I just revisited 10.7.5 and it has GNU grep. If you had originally purchased Lion, then you could redownload it to Mountain Lion (but not install it), burn it to a USB stick, and then perform a clean 10.7.5 install on an external USB drive. Then, reboot from the 10.7.5 drive, and let fly with GNU grep as before. Based on the amount of time the FreeBSD grep is costing you, the Lion download and installation would probably finish first.
Currently Being ModeratedNov 10, 2012 5:05 PM (in response to SadLion)

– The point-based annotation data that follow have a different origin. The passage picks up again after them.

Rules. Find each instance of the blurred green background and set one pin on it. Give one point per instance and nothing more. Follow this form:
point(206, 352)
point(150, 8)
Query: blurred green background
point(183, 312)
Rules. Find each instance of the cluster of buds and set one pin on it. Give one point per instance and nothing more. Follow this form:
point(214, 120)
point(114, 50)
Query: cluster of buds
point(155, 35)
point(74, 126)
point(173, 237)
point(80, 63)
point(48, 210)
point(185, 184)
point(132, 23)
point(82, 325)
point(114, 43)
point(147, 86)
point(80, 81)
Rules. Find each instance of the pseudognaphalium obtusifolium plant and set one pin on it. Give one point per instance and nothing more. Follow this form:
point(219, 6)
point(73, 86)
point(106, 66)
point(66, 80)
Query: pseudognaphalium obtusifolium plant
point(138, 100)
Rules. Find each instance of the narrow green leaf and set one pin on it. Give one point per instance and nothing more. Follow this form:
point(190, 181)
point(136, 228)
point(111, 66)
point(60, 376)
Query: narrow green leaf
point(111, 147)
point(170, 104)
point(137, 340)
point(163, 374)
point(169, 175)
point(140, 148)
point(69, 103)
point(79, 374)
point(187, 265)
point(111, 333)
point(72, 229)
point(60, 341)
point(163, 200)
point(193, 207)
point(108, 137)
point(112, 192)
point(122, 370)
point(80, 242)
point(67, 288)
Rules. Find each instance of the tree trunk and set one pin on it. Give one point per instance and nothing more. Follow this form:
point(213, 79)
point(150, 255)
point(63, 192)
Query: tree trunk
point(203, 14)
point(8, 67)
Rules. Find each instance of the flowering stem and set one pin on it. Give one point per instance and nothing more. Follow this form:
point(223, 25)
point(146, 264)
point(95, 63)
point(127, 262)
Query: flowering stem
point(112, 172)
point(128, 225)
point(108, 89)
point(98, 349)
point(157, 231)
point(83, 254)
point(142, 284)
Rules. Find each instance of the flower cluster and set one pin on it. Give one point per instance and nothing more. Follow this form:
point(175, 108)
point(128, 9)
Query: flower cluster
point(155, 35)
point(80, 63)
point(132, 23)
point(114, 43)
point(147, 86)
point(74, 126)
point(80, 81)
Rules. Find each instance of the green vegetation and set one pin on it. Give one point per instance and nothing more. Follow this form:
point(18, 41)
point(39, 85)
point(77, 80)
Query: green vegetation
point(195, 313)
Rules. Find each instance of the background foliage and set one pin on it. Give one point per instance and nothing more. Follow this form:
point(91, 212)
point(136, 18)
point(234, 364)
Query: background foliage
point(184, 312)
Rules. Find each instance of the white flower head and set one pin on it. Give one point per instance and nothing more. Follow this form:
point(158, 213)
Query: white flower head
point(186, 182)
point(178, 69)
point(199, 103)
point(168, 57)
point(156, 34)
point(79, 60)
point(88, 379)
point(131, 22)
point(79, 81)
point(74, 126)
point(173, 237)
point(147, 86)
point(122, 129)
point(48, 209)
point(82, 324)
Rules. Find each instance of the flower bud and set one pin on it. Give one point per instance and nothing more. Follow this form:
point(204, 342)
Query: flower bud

I had the same problem on Moutain Lion. Using grep -v -f patterns-file on my 24MB test data file took >10s. I then used the grep from my Lion partition and it took only 0.2s!
Currently Being ModeratedNov 27, 2012 7:17 PM (in response to codinglamp)
Here is my solution: using MacPorts, https://www.macports.org, install the GNU version of grep.
$ sw_vers -productVersion
$ sudo port install grep
$ which grep
$ grep --version
grep (GNU grep) 2.14
Copyright (C) 2012 Free Software Foundation, Inc.
Currently Being ModeratedJan 2, 2013 7:25 AM (in response to vogelw)
Thanks, Vogelw. That worked perfectly and was relatively easy.